You might also use a scanning device, which can create an STL file from any object. You usually set the object you want to copy on a rotating platform. The device spins the platform while viewing it from the side and eventually creates a file with four sides, but no top or bottom. You then put the object on its side, rescan it, and hope you can get everything to line up correctly to give you a reasonable facsimile of an STL file. (These devices are getting better, and some are now hand-held for better coverage of the object's top side.) Of course, anything hidden or internal to the object is lost. If you want to print the file, you will have a choice of making it solid or a shell, but if you want the internal structure to be anything else, or to change any dimensions, you will have to modify your STL file with CAD.

This is an example of something I designed in CAD, then printed on my least expensive printer. The box contains a do-it-yourself ADS-B In, for aviation, built by a friend. The design of the box took me about 30 minutes and cost about $3 in materials. The electronics inside the box cost about $100. A similar ADS-B normally sells for $550-$900.

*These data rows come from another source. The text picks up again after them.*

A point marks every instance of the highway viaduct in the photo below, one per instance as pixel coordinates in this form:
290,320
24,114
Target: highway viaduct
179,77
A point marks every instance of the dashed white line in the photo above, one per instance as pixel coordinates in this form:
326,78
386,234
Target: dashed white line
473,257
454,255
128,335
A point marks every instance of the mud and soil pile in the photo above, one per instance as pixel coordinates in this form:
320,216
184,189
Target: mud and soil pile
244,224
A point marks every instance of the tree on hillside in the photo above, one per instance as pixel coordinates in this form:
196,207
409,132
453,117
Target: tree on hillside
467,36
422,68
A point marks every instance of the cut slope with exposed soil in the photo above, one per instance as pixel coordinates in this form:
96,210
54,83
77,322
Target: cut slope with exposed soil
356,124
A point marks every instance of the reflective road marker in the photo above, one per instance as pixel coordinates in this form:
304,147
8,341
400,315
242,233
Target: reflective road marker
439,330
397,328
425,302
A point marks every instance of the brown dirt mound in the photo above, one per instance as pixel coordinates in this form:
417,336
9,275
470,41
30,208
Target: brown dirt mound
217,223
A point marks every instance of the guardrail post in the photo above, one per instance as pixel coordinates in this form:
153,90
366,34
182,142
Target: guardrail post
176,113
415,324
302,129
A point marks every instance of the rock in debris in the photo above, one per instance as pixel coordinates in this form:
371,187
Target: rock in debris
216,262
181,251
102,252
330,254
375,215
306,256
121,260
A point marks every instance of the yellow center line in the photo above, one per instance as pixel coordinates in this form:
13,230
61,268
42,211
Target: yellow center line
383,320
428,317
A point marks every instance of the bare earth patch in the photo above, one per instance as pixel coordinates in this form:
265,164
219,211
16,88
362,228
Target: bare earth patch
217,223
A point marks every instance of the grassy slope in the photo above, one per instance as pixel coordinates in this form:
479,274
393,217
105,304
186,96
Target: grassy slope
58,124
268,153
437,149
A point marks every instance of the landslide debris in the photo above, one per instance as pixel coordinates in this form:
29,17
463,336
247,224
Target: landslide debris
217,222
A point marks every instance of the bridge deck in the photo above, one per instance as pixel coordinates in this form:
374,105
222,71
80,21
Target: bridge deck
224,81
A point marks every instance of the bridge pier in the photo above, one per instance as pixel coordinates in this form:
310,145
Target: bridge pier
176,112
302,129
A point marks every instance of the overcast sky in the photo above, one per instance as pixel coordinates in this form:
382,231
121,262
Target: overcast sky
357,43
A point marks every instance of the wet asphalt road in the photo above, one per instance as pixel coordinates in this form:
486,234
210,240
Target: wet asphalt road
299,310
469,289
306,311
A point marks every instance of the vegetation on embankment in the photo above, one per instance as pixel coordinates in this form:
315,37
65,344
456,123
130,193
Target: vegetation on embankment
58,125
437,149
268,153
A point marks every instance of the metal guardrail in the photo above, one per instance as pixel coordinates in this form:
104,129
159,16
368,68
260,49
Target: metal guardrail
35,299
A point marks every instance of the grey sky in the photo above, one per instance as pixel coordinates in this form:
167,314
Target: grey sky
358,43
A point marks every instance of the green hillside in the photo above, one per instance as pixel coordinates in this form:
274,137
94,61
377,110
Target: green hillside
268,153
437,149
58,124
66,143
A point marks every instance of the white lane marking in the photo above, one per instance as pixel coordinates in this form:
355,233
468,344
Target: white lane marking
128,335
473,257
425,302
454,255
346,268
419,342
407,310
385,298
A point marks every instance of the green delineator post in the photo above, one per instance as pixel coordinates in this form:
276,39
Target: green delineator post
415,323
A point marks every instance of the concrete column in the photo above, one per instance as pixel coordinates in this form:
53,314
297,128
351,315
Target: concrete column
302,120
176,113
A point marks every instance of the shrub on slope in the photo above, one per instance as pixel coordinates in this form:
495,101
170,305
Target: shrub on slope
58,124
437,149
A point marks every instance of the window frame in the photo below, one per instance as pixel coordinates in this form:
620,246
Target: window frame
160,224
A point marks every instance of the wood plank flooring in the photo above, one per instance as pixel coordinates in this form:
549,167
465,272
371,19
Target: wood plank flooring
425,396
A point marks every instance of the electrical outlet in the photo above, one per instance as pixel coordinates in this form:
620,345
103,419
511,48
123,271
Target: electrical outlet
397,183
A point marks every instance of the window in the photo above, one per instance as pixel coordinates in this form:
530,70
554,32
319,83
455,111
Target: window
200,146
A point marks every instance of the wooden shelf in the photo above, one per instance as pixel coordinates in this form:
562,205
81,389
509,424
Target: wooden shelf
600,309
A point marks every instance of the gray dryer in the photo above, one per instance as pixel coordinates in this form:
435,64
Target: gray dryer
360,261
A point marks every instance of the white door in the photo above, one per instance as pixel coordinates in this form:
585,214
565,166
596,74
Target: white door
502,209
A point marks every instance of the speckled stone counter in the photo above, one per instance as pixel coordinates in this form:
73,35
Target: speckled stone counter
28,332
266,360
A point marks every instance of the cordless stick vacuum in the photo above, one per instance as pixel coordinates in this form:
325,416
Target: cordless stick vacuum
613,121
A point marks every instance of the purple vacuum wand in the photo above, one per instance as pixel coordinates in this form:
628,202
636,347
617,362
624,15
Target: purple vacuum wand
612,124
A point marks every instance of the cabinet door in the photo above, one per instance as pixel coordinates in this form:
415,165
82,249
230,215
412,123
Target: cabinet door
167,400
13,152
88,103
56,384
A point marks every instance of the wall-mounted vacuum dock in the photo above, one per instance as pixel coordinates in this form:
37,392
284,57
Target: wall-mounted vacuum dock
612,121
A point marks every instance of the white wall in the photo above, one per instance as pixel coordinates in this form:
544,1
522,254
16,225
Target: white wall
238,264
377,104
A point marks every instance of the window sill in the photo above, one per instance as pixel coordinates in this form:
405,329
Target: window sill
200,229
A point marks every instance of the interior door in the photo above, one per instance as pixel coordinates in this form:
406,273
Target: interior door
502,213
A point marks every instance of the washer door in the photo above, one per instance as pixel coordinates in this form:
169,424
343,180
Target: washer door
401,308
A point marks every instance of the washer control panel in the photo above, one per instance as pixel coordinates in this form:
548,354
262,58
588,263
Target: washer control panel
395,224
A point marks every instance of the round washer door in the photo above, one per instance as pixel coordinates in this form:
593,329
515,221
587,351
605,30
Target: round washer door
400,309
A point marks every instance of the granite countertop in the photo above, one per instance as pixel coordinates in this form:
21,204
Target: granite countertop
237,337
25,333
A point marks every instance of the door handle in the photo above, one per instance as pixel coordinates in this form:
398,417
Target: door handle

The economic question of import is: If you are not printing something that is unique, why not just buy it off the internet? There are already sites that print and ship parts designed by somebody else, and others that connect people who have files to print with 3D printer owners/operators. I joined makexyz several months ago, and even though I have an expensive, specialized printer, I have yet to have anyone request a print. This is most likely because few people have STL files to print, and if they do, they already own a printer.

What this implies is tha CAD files will be the bottleneck for consumer 3D printing for some time. But most in the media focus on the printers, I suppose because hardware is easier to visualize and write about. The next breakthrough in 3D printing will be in creating a CAD program that people without engineering degrees can use without much trouble.

Then the world will be theirs to create.

Matt Person is a retired military pilot with an MS in Mechanical Engineering who is now busy as an entrepreneur seeking venture capital to develop his rotary engine patents.